Тут я вспомнил еще кое о чем. Котомка монаха – надо бы исследовать ее содержимое. Я подтащил к себе мешок, который сильно пострадал от удара мечом. Внутри лежал какой-то сверток, завернутый в грязный вадмаль.Ткань тоже превратилась в обрывки, и я попросту отбросил ее. Глазам моим предстало… Ха, я был почти уверен, что увижу обломок Святого Копья, за которым охотился монах. Но нет – внутри лежал мой собственный рунный меч. Очевидно, Мартин прихватил его, надеясь продать Свенельду все разом – и меня, и мой меч, служащий ключом к сокровищам Аттилы.
И я в очередной раз подивился причудливости замыслов Одина, который таким невероятным путем вернул мне мою собственность.
– Тот самый меч, который ты добыл в гробнице Атли? – спросил Воронья Кость, во все глаза глядевший на оружие.
Я повертел меч в руке, любуясь великолепной рукоятью и вырезанными на ней рунами. Даже при здешнем скудном освещении лезвие блестело, словно смазанное маслом. По всей его длине змеился затейливый узор – недаром меч назывался рунным.
– Он волшебный? – Олав протянул палец, чтобы коснуться клинка, но затем передумал и быстро отдернул руку.
Мальчик безмолвно наблюдал, как я снова заматываю клинок в тряпку. Без него, без моего рунного меча, стало даже как-то темнее в нашем убежище.
Потом мы долго сидели молча, прислушиваясь к завыванию ветра. Метель, похоже, и не думала утихать. В щели меж досок задувало, под стенками уже изрядно намело снегу. Голова моя все так же болела, но даже сквозь боль и дурноту я слышал, как мальчишка клацает зубами.
– Придвинься ближе, – сказал я. – Ты совсем замерз.
Олав не шелохнулся. Помолчав какое-то время, он выдавил из себя:
– Я описался… тогда, во время боя.
Видно было, что признание далось ему нелегко. Мальчишка, что с него возьмешь! Больше всего на свете он боится выглядеть трусом.
– Это не важно, – сказал я. – Но если сейчас ты не придвинешься, больше тебе вообще не придется писать.
Я почувствовал, как Олав переполз в темноте и устроился у меня под боком. Я обнял мальчика, накинув на него свой плащ. Так мы и сидели – обнявшись, одаривая друг друга тем малым количеством тепла, которое еще сохраняли наши тела. Постепенно воздух в замкнутом пространстве начал прогреваться. То есть нам по-прежнему было холодно, но я видел, что иней на бортиках телеги растаял, а затем вновь начал кристаллизоваться в странные, непонятные узоры.
Я ощущал слабый запах мочи, который исходил от мальчишки, а также горячие волны стыда с маленькой ледяной струйкой страха. Но все это было несущественно, главное, мы худо-бедно согревали друг друга.
В какой-то момент я почувствовал, что проваливаюсь в сон, и усилием воли заставил себя поднять отяжелевшие веки. Любой северянин знает: спать на морозе нельзя, ибо смерть, как известно, коварно подкрадывается во сне.

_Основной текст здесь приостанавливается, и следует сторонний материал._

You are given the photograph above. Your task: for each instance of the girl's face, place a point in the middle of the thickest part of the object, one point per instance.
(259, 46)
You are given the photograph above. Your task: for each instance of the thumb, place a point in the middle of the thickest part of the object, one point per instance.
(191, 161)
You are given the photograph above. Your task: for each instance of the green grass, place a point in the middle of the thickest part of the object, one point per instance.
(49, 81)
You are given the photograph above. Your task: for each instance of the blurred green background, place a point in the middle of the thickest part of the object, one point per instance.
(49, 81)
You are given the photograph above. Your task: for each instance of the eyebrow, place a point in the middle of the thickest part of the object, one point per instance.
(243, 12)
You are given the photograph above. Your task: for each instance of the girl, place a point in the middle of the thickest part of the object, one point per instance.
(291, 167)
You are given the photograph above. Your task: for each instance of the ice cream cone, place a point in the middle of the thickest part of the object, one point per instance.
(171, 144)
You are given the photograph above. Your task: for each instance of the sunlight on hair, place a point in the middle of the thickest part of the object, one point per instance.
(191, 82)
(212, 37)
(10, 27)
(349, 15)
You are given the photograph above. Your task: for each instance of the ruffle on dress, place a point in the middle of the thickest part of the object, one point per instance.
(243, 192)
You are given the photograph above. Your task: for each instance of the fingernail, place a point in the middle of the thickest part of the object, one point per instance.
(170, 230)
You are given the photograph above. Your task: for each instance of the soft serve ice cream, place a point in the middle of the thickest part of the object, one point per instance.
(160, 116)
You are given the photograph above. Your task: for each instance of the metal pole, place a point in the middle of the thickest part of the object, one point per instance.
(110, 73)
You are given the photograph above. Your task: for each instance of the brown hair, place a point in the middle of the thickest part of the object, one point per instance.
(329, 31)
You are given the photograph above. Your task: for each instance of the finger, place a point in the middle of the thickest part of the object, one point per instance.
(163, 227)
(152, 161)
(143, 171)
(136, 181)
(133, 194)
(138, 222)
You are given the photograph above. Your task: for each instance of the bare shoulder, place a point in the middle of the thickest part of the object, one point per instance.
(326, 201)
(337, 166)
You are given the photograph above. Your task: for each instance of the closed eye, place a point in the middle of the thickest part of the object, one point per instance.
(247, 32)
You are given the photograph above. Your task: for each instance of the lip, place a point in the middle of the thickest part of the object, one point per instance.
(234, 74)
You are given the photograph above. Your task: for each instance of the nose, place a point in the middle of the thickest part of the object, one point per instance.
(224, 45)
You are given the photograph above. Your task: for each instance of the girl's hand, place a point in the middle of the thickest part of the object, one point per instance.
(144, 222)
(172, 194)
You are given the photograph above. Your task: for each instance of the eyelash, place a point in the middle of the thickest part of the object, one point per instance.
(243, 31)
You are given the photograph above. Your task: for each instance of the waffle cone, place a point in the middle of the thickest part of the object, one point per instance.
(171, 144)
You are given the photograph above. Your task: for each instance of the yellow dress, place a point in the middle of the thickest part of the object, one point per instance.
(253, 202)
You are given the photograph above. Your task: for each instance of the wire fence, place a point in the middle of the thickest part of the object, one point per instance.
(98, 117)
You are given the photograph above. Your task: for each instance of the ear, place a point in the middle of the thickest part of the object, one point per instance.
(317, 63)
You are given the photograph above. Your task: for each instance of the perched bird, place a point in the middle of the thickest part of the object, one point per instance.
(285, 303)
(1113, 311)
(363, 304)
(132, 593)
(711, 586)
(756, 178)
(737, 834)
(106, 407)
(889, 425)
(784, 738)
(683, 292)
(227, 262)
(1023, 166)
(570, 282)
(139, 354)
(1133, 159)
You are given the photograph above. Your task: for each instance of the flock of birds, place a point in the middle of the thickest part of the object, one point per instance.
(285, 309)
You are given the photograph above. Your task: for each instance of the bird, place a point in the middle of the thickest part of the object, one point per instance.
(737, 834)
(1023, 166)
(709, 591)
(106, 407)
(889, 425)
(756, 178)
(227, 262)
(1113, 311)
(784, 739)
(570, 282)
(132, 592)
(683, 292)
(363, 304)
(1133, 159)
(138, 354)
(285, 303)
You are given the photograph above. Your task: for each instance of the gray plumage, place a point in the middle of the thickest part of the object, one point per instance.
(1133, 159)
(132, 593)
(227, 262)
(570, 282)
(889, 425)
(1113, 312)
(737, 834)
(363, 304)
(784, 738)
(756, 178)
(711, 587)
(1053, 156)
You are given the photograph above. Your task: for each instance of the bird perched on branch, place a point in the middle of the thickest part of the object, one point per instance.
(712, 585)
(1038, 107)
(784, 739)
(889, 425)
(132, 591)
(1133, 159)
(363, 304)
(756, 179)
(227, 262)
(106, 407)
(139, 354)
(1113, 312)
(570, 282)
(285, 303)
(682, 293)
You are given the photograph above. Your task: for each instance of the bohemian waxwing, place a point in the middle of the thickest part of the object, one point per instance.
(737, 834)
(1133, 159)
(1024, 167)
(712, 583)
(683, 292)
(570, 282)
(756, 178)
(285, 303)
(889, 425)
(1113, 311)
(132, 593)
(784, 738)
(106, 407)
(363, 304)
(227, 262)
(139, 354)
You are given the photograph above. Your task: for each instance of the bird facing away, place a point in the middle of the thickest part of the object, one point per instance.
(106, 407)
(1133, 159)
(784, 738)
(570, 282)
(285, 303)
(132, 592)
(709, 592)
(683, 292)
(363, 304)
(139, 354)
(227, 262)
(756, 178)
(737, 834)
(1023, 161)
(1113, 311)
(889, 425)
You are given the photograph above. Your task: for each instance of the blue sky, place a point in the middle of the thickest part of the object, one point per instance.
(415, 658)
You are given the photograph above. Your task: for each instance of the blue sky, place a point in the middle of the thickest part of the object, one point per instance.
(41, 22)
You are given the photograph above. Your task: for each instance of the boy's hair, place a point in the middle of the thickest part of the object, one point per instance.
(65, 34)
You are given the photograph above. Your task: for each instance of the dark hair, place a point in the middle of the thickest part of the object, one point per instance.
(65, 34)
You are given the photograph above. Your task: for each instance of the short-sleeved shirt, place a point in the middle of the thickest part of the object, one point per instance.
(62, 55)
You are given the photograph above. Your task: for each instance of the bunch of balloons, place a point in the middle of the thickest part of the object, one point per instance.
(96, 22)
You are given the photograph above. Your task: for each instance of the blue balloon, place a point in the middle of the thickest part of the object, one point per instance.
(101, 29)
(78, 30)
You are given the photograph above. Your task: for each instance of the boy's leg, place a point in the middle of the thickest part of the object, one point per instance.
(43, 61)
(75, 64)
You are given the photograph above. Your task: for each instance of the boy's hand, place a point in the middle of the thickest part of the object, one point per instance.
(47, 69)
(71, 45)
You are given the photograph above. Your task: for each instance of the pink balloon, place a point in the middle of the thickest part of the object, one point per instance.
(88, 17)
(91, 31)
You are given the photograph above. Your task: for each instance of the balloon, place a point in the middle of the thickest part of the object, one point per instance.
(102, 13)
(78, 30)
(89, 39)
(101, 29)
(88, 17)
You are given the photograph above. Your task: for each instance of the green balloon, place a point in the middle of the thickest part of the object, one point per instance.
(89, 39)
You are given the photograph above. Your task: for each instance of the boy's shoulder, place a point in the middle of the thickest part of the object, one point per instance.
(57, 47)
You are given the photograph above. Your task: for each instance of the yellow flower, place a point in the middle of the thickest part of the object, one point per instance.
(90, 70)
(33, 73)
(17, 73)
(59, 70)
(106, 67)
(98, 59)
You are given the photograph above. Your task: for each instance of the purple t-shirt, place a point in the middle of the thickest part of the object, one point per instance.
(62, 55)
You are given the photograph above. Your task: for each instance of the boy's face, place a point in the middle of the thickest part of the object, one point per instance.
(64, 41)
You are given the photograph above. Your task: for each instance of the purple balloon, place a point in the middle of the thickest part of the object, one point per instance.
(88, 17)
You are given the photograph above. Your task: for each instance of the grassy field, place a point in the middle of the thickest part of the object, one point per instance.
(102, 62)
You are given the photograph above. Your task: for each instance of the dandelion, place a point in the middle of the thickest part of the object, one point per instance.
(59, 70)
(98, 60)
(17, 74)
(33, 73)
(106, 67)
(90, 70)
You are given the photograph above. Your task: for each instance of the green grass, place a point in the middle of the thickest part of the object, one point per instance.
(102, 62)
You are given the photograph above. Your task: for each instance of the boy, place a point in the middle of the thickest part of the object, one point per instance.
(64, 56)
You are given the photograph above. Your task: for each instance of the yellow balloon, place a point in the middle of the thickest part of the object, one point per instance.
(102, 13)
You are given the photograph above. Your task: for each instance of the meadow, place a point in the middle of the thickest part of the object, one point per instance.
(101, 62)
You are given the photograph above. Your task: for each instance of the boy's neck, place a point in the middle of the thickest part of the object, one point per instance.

Я стоял на носу «Сохатого», который гнулся и трещал под напором мощной штормовой волны. В воздухе висела водяная пыль, которая каплями оседала у меня на лице. Оглянувшись, я увидел лица людей, которых когда-то знал. Ближе всех ко мне стоял Кальв – хирдманн, которого мы потеряли на подходе к Бирке. Это случилось во время моего первого плавания на «Сохатом»: парень зазевался, и мокрый парус скинул его за борт. Не успели мы опомниться, как он скрылся в бурлящих водах Балтийского моря. Сейчас Кальв улыбался и махал мне рукой. Мол, давай к нам… Стало быть, я умер и нахожусь на пути во владения Эгира. Я понимал и тихо удивлялся: когда это – и как? – я успел помереть… и почему ничего не помню?
Я снова отвернулся к морю, пытаясь отыскать разгадку в кипящих волнах. Но мне мешала пена, которая облепила все лицо. Она жалила меня, подобно сердитому пчелиному рою, и я никак не мог от нее освободиться. Затем передо мной выросла страшная морская тварь – то ли скат, то ли гигантская медуза… Чудовище облапило мое лицо, принялось его обсасывать и облизывать…
– Ну, все-все… оставь его. Молодец, хороший мальчик.
Яркий свет слепил глаза, и в этом нестерпимо-белом свете маячили какие-то неясные фигуры. Что-то дышало и пыхтело перед самым моим носом. Одновременно чей-то горячий шершавый язык вылизывал мне лицо.
– Фу, пшел вон!
Кобель из нашей домашней своры жалобно взвизгнул, когда подошедший Финн пнул его ногой. И тут же свет пропал, заслоненный ухмыляющейся физиономией моего побратима.
– Вообще-то тебе бы стоило расцеловать этого пса, – сказал он со смехом. – Это его чуткий нос привел нас к тебе, Убийца Медведя. Никто б и не подумал искать вас здесь… А с телегой вы хитро придумали, молодцы.
11
По возвращении в деревню Бьельви внимательно осмотрел мой череп и пришел у выводу, что мне страшно повезло. Сзади на шее у меня красовался огроменный синяк, цвету которого мог бы позавидовать сам Биврест, радужный мост в Вальхаллу. Кожа на лодыжке – там, куда пришелся удар Мартина – была содрана, но сама кость, благодарение богам, уцелела.
Присутствовавший при осмотре Квасир только головой покачал с плохо скрытой усмешкой. Это был наш давний спор. Я верил, что рунный меч обладает свойством хранить своего владельца от серьезных неприятностей. Квасир же все, что со мной происходило (и непроисходило), относил исключительно на счет моей молодости, природного здоровья и особого благорасположения Одина.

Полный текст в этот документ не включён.